Seit Mitte März liegt der Broadway lahm. Corona macht’s möglich. Die Stadt, die niemals schläft, schläft. Im letzten Jahr verkauften sich fast 15 Millionen Tickets für diverse Shows am New Yorker Times Square. Bereits im Juni wurde bestimmt, dass vor Januar 2021 nichts mehr geht. Guckt man auf die aktuellen Zahlen, wird auch der Jahresanfang dort dem Wetter entsprechend grau leuchten statt in bunten Farben auf Leuchtreklamen. Kein Ende in Sicht.
In Deutschland sieht das Ganze wenig anders aus. Zwar laufen hin und wieder einige Shows mit wenig Zuschauer*innen – dass man aber mal ein klassisches Musical sieht, was auf den dafür bekannten, großen Bühnen läuft, ist eine gefühlte Ewigkeit her. Seit Anfang September dürfen immerhin wieder viele städtische Theater spielen, was aber fürs Genre eher ein nichtiger Trost ist.
Um dem tristen Herbstwetter und den wieder ansteigenden Coronazahlen zu trotzen und im gleichen Moment den nicht vergessenen Shows zu huldigen, zeigen die Veranstalter von ShowSlot die Gala Broadway Nights – Die größten Musical-Hits aller Zeiten. Da die Gigs nicht als Großveranstaltungen zählen, ist es möglich, regulär zu spielen. Am 12.10.2020 ist die vorletzte Aufführung.
Die rustikale Stadthalle Wattenscheid in Bochum ist definitiv keine schicke Location, aber für einen derzeitigen Anlass besser als nichts. Bis auf wenige Plätze ist die Halle besetzt – mit Masken. Ein wirklich seltsamer Anblick. Probieren aktuell viele Theater bzw. Konzerthallen nur vereinzelte Plätze zu verkaufen, sitzen locker 40 Leute nebeneinander dicht an dicht mehrere Reihen hintereinander. Nur eben mit Mund-Nasen-Schutz. Ein wenig unwohl fühlt man sich schon. Wann war man zuletzt mit so vielen Fremden so eng beisammen?

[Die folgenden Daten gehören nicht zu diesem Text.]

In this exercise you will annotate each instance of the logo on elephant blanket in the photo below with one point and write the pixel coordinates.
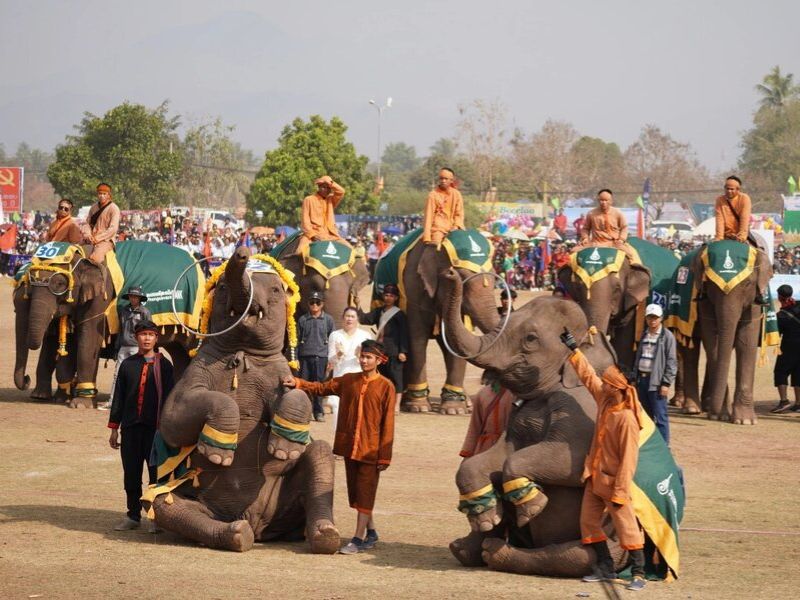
(727, 263)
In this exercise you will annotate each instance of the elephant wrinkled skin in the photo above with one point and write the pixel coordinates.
(268, 487)
(546, 441)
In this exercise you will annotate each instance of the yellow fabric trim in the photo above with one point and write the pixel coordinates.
(727, 286)
(466, 264)
(452, 388)
(219, 436)
(515, 484)
(484, 490)
(290, 425)
(587, 279)
(656, 527)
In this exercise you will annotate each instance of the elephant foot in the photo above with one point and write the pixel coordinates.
(453, 407)
(497, 554)
(217, 456)
(530, 509)
(468, 549)
(416, 405)
(487, 520)
(283, 449)
(237, 536)
(323, 537)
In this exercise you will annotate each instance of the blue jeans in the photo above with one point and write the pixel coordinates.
(654, 405)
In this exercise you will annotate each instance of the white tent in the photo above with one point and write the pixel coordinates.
(707, 227)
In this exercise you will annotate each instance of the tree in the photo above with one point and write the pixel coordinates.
(214, 167)
(776, 89)
(132, 148)
(670, 165)
(306, 150)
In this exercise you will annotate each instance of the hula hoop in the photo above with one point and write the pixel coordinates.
(502, 328)
(226, 330)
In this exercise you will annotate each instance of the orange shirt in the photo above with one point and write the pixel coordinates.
(604, 227)
(614, 452)
(365, 425)
(317, 219)
(444, 211)
(729, 227)
(64, 230)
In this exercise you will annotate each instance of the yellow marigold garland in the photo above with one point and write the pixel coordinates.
(288, 280)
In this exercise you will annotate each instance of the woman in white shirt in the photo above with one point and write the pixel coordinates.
(343, 350)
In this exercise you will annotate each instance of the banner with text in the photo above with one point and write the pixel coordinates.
(11, 188)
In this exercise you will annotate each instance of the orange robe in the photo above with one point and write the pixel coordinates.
(64, 230)
(611, 463)
(728, 226)
(488, 421)
(444, 211)
(365, 424)
(604, 228)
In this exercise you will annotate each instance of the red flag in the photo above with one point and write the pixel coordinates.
(640, 224)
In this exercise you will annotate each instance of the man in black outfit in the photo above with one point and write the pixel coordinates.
(313, 330)
(393, 334)
(143, 383)
(788, 362)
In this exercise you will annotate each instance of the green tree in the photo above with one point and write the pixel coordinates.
(306, 150)
(132, 148)
(215, 168)
(776, 89)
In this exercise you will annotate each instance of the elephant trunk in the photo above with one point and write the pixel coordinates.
(22, 309)
(460, 339)
(236, 278)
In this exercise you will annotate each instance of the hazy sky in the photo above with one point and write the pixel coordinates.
(607, 67)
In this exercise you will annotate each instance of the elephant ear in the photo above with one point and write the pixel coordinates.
(600, 354)
(428, 269)
(637, 286)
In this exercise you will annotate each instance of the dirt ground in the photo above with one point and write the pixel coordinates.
(61, 493)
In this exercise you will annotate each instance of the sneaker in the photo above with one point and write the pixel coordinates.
(637, 584)
(781, 407)
(127, 524)
(354, 546)
(370, 540)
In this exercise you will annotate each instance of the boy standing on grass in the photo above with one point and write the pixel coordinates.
(364, 434)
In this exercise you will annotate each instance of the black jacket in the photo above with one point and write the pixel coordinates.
(125, 408)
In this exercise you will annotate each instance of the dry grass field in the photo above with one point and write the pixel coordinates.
(61, 493)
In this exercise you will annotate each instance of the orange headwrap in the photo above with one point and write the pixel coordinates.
(616, 379)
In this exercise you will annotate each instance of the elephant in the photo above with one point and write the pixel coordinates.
(610, 304)
(269, 486)
(423, 300)
(547, 438)
(728, 321)
(42, 301)
(339, 291)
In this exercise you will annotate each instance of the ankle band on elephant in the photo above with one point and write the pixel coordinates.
(298, 433)
(218, 439)
(479, 501)
(520, 490)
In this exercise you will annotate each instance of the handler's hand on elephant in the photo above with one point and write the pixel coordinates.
(569, 340)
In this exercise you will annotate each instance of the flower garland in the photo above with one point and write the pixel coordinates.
(287, 277)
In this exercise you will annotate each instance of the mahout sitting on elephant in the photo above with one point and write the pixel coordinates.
(522, 497)
(236, 463)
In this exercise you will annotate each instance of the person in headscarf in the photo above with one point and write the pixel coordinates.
(64, 228)
(317, 219)
(609, 468)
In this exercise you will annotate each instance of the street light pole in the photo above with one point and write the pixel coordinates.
(380, 110)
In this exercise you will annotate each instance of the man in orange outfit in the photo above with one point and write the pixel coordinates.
(444, 209)
(317, 221)
(609, 468)
(364, 434)
(101, 225)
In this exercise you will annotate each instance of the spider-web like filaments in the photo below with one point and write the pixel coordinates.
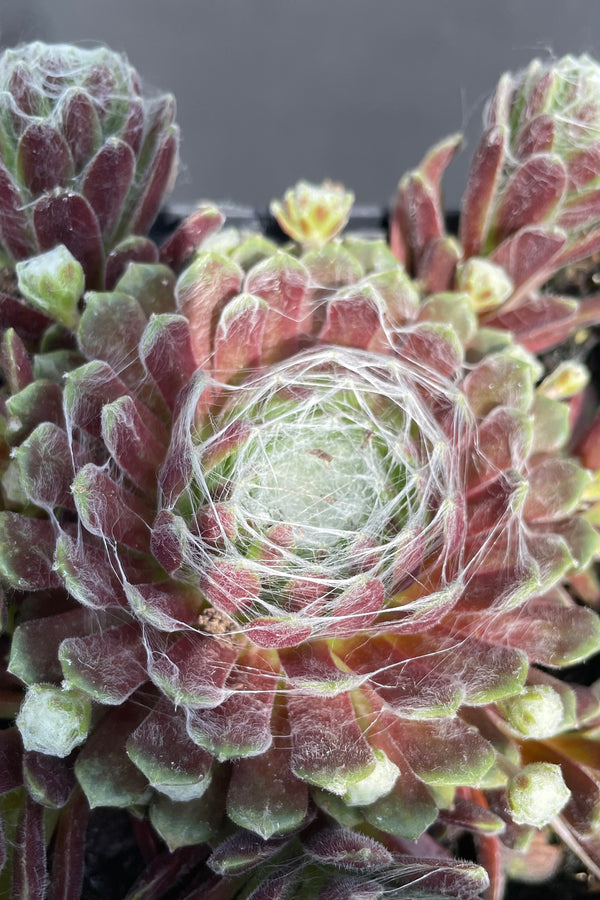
(333, 470)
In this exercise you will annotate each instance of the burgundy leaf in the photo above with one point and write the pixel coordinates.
(110, 511)
(166, 351)
(167, 606)
(80, 126)
(166, 871)
(241, 852)
(438, 265)
(114, 165)
(132, 445)
(14, 227)
(355, 608)
(132, 249)
(162, 172)
(43, 159)
(238, 338)
(14, 360)
(109, 665)
(283, 282)
(583, 166)
(193, 671)
(49, 779)
(64, 217)
(230, 586)
(581, 211)
(133, 129)
(439, 157)
(537, 136)
(423, 213)
(273, 633)
(241, 725)
(528, 256)
(354, 318)
(202, 291)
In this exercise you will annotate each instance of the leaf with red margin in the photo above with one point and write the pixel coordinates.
(194, 670)
(328, 747)
(238, 338)
(162, 171)
(110, 511)
(14, 226)
(43, 158)
(161, 748)
(80, 126)
(482, 184)
(131, 249)
(34, 649)
(29, 860)
(49, 779)
(264, 796)
(27, 552)
(132, 445)
(283, 283)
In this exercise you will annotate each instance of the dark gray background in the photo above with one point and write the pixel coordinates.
(270, 91)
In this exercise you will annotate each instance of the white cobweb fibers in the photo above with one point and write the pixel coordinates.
(341, 470)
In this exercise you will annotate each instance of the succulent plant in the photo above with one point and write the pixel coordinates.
(531, 206)
(292, 543)
(85, 157)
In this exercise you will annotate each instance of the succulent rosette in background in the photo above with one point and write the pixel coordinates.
(531, 207)
(86, 158)
(291, 560)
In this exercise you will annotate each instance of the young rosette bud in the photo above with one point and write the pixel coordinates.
(86, 157)
(313, 214)
(531, 205)
(313, 528)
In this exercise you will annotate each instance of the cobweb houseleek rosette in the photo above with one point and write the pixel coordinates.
(530, 208)
(347, 655)
(86, 157)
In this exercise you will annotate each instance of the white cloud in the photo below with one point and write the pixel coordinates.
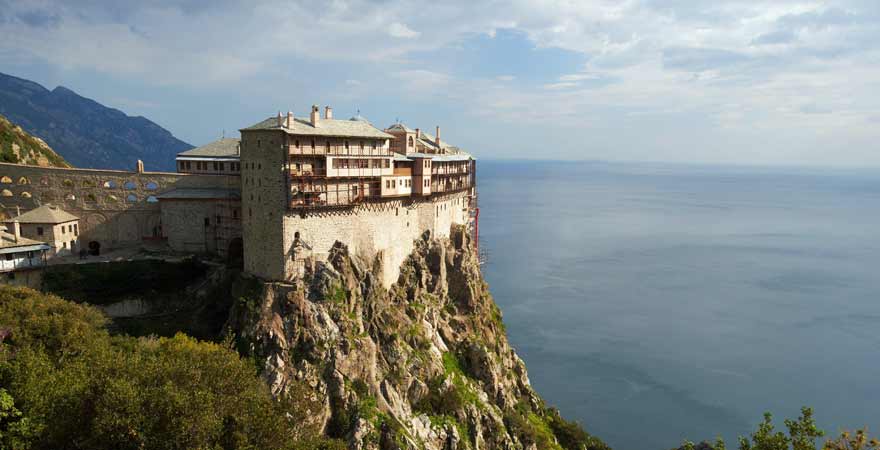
(400, 30)
(778, 67)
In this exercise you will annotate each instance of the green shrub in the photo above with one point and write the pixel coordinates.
(79, 387)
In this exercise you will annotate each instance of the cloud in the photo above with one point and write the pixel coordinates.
(775, 37)
(739, 67)
(400, 30)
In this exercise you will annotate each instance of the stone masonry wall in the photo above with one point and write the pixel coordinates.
(116, 208)
(387, 229)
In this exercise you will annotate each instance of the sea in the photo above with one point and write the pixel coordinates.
(654, 303)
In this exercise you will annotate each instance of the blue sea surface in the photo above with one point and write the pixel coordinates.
(654, 303)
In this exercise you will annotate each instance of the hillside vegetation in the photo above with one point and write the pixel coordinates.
(19, 147)
(66, 383)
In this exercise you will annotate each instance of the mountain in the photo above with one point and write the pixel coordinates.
(85, 132)
(17, 146)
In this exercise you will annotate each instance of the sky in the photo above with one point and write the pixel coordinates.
(752, 82)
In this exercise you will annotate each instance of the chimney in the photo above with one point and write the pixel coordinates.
(315, 116)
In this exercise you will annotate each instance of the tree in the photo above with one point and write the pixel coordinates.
(76, 386)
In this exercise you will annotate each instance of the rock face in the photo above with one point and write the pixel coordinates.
(424, 364)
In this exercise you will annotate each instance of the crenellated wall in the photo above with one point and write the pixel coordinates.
(385, 229)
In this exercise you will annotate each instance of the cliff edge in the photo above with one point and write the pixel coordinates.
(424, 364)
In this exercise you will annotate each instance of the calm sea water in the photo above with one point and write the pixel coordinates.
(657, 302)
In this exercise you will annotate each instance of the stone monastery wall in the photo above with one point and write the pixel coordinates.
(386, 229)
(116, 208)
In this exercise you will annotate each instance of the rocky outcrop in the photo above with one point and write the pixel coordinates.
(424, 364)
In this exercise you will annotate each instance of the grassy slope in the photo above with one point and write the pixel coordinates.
(31, 151)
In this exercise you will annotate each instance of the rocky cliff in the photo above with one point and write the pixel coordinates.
(424, 364)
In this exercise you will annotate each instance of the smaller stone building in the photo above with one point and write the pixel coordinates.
(52, 225)
(220, 157)
(21, 258)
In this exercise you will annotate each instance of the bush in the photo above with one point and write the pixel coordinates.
(79, 387)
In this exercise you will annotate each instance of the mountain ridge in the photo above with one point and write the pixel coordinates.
(85, 132)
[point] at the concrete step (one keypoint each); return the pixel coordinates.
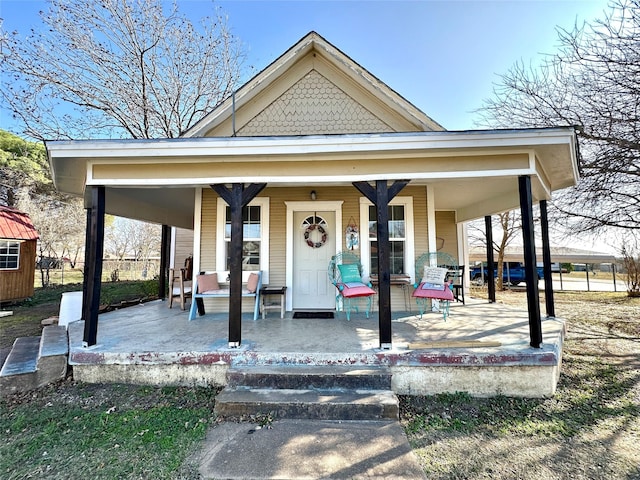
(310, 377)
(23, 358)
(35, 361)
(308, 404)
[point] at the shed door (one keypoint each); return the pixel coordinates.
(314, 244)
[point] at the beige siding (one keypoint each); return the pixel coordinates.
(446, 230)
(208, 236)
(183, 246)
(350, 212)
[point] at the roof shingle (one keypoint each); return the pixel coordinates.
(16, 225)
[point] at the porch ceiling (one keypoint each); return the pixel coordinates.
(474, 173)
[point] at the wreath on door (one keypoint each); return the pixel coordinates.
(308, 232)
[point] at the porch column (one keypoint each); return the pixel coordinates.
(546, 259)
(94, 267)
(380, 197)
(237, 198)
(165, 244)
(491, 284)
(87, 261)
(530, 273)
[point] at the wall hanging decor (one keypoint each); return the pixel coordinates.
(352, 235)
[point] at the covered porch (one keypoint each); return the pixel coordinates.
(482, 348)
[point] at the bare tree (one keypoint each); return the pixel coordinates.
(132, 243)
(60, 224)
(593, 83)
(117, 68)
(510, 227)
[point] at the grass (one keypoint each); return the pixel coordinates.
(589, 429)
(121, 431)
(45, 303)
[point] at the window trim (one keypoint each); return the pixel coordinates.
(221, 208)
(17, 255)
(409, 258)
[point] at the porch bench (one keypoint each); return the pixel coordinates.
(206, 285)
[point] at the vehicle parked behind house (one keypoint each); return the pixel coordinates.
(512, 273)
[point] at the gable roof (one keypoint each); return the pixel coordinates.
(314, 56)
(16, 225)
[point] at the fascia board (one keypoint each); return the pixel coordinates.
(421, 141)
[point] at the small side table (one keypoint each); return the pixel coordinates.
(270, 305)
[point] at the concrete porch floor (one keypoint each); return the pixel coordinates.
(151, 343)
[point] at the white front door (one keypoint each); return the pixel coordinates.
(314, 243)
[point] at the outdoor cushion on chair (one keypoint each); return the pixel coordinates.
(430, 290)
(349, 273)
(355, 289)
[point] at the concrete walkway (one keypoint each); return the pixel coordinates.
(309, 449)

Aber ok. Stattdessen besser den Fokus aufs Geschehen richten. Mit wenigen Minuten Verspätung beginnt die exakt zwei Stunden lange Show um 19:35 Uhr, wird zwischenzeitlich durch 25 Minuten Pause unterbrochen und endet fast pünktlich um 22 Uhr. Müssen mehrere Künstler*innen immer häufiger ihre Auftritte kürzen, zieht Broadway Nights durch. Das im Alter gemischte Publikum nimmt dies dankend ein, klatscht und jubelt ausgelassen bis zum letzten gefallenen Vorhang.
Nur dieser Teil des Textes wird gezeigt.